III. ORACIÓN A DIOS QUE GANA LA VICTORIA SOBRE LA DESPONDENCIA. (Versículos 9-12.) Hay grandes cosas prometidas, pero ¿cómo se llevarán a cabo? Si tuviéramos que ver con el hombre, podríamos tener dudas y temores. Pero tenemos que ver con Dios, y él es capaz y está dispuesto a cumplir su palabra. Recordando su carácter y sus obras, nos elevamos por encima de todas las influencias desalentadoras y deprimentes. Comprometiéndonos

para guardar al Señor de los ejércitos, salimos a la lucha con corazones valientes. "Jehová-Nissi" es nuestra consigna, y podemos decir: "Gracias a Dios, que nos da la victoria a través de nuestro Señor Jesucristo" (1 Corintios 15:57) .— W.F.

HOMILIAS DE C. CORTA

Salmo 60:1

Seguridad en la oración.

I. LA ORACIÓN DE LOS RECHAZADOS POR LA RESTAURACIÓN. (Salmo 60:1.) Los motivos de la oración son:

1. Su gran necesidad. Se sintieron como arrojados, la misma tierra temblando con su calamidad. Habían sido reducidos a la impotencia de uno vencido por el vino.
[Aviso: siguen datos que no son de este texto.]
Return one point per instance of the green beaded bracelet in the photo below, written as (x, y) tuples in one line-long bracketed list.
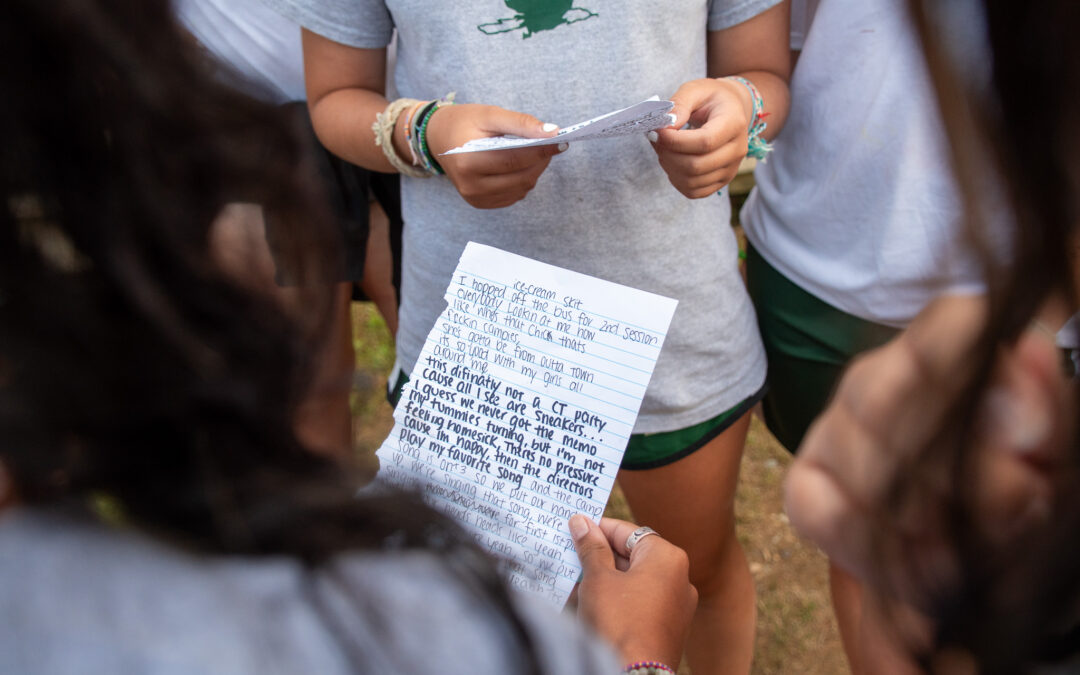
[(648, 667)]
2. La fidelidad de Dios a sus promesas fue su estandarte. (Salmo 60:4.) Podrían rezar porque llevaban esta pancarta.

3. Podrían esperar y orar por su relación con Dios. (Salmo 60:5.) Eran amados de Dios y podían instar al reclamo de afecto.

II CUALQUIER PÉRDIDA QUE SUFRIMOS, TENEMOS POSESIONES VIRTUALMENTE UNIVERSALES. (Salmo 60:6.) "Como no tener nada y poseer todas las cosas". Todas las cosas son tuyas: cosas presentes y cosas por venir ", etc.

III. EL ESPÍRITU Y EL PODER DE DIOS DEBEN LLEVARNOS A LA POSESIÓN NATURAL.

1. Solo Dios puede consolarnos en problemas. (Salmo 60:11.)

2. Solo Dios puede darnos la victoria sobre nuestros enemigos más fuertes. (Salmo 60:12.) "Si Dios es por nosotros, ¿quién puede estar en contra de nosotros?" - S.